Bilim adamları atmosfere güneş panelleri yerleştirip gelen ışınların bir miktarını geri yollamak, havadaki karbondioksiti emip yer deniz diplerindeki kayalıklara enjekte etmek ya da okyanuslardaki karbondioksitle beslenen planktonları artırıp, okyanus karbondioksitini düşürüp havadan daha fazla karbondioksit emmesini sağlamak gibi pek çok proje üretti. Bunların hepsi havaya ya da doğaya müdahale!

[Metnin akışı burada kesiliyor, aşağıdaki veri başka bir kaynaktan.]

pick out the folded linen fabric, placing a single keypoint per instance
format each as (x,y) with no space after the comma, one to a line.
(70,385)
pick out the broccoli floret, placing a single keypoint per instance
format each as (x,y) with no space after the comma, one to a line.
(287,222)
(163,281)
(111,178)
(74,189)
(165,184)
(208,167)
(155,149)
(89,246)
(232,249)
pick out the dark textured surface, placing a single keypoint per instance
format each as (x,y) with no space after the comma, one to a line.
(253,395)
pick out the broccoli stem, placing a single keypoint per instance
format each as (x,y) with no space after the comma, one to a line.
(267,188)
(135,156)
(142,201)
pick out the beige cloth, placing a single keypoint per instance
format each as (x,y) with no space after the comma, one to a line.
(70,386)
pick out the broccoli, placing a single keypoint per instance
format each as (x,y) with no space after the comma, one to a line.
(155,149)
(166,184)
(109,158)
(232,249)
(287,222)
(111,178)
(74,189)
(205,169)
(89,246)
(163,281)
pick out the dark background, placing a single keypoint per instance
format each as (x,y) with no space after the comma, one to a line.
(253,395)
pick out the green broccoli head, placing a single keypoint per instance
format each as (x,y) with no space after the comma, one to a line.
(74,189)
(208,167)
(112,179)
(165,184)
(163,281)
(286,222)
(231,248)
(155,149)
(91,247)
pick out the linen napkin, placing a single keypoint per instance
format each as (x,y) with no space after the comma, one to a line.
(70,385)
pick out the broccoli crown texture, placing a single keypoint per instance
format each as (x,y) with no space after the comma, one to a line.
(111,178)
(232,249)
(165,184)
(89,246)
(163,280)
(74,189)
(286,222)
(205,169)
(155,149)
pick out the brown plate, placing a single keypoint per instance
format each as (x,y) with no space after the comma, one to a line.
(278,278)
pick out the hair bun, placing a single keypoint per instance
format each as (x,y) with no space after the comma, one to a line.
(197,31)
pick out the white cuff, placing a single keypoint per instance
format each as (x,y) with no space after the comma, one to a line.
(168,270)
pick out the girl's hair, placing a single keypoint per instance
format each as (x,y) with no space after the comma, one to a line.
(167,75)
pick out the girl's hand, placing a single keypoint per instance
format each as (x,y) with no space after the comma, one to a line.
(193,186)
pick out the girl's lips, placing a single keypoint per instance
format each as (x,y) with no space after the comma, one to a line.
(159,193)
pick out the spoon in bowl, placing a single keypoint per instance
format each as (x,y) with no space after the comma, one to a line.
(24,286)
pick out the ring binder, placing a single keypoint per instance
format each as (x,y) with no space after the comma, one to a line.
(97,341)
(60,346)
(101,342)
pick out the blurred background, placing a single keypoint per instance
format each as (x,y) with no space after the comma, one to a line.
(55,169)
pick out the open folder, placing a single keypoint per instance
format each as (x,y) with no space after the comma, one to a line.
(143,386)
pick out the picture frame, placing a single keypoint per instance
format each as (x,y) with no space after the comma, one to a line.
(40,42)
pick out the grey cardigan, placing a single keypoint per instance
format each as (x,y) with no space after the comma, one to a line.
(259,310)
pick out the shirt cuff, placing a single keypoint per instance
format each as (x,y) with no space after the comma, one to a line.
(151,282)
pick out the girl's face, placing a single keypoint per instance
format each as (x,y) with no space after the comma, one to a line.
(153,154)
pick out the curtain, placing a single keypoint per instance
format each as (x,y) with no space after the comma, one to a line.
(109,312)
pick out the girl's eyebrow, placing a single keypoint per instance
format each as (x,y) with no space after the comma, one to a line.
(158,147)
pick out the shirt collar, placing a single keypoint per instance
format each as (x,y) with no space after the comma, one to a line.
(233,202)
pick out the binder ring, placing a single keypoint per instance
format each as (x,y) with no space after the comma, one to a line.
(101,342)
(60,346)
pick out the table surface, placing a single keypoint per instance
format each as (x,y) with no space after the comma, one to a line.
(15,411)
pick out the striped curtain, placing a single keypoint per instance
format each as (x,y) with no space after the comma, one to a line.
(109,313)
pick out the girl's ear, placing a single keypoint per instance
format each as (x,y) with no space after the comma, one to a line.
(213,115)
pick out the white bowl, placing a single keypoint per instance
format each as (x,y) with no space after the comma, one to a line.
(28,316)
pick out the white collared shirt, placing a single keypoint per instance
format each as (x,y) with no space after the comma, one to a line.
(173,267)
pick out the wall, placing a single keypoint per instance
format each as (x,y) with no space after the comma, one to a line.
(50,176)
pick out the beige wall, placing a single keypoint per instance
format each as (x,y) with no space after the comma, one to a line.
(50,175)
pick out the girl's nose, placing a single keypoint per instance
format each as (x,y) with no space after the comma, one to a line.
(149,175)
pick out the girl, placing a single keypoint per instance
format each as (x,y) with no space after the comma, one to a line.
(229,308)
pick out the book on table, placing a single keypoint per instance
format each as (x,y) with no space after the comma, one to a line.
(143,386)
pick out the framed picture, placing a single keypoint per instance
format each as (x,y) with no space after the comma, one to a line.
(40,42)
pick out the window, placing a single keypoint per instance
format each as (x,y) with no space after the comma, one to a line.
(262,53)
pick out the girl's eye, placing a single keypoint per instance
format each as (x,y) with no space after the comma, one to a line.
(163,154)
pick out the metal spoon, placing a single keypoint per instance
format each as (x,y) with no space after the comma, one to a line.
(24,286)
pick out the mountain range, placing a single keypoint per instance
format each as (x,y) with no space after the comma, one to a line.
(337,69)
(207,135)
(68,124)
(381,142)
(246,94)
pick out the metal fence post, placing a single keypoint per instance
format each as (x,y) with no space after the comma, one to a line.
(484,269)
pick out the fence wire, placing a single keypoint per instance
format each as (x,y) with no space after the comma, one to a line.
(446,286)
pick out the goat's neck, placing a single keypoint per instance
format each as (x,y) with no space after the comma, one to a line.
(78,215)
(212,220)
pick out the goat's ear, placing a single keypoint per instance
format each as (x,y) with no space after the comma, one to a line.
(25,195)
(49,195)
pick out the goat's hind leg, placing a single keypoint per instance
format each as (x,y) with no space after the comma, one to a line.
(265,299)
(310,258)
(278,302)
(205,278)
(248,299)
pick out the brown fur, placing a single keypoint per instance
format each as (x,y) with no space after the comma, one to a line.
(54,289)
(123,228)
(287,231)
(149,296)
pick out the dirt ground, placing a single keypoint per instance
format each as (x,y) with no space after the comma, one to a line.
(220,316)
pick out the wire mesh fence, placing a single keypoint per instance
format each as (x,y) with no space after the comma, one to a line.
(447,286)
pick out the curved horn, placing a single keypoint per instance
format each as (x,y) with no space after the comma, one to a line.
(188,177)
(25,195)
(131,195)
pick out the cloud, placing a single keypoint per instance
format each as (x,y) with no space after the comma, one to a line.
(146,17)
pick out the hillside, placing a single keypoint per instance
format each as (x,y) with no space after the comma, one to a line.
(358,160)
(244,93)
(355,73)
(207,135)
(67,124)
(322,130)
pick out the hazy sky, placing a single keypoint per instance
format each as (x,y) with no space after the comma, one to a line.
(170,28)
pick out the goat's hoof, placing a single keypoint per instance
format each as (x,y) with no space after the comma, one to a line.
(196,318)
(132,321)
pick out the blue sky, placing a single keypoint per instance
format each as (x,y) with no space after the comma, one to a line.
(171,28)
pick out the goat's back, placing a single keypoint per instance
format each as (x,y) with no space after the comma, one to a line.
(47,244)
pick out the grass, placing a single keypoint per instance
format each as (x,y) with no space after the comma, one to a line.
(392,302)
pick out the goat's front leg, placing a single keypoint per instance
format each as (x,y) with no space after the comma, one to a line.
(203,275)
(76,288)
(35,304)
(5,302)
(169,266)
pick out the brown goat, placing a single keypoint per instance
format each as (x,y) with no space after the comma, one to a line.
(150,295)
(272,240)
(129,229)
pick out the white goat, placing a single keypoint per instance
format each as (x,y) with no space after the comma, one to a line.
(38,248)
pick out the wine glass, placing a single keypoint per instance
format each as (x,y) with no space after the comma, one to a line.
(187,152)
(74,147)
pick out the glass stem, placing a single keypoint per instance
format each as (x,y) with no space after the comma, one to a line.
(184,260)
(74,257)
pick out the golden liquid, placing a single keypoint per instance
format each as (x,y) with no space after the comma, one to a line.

Küresel ısınmanın benzerleri geçmişte de yaşanmış. Çünkü Dünya arka arkaya bir sıcak bir serin dönemler geçiriyor. Sıcak dönemler geçiren Dünya soğuma da yaşamış ancak nüfus bu kadar yüksek değilmiş. Isınmayı insanlar oluşturmadığı gibi, ısınmadan soğumaya geçişte de insani etki düşük. Kısacası Dünya herhangi bir nedenle tekrar soğuyabilir. 500-600 yıl aradan sonra yanardağlar tekrar patlamaya, lav püskürtmeye başlıyor. Yanardağların patlaması ısınmanın tersine dönmesine yol açabilir. Yanardağ patlamalarında atmosfere yüksek miktarda kükürt çıkıyor ve havada karbondioksidin tersi bir işlem yapıyor. Isıyı yutup, yeniden Dünya’ya yollamıyor. Yansıtarak atmosfer dışına çıkartıyor.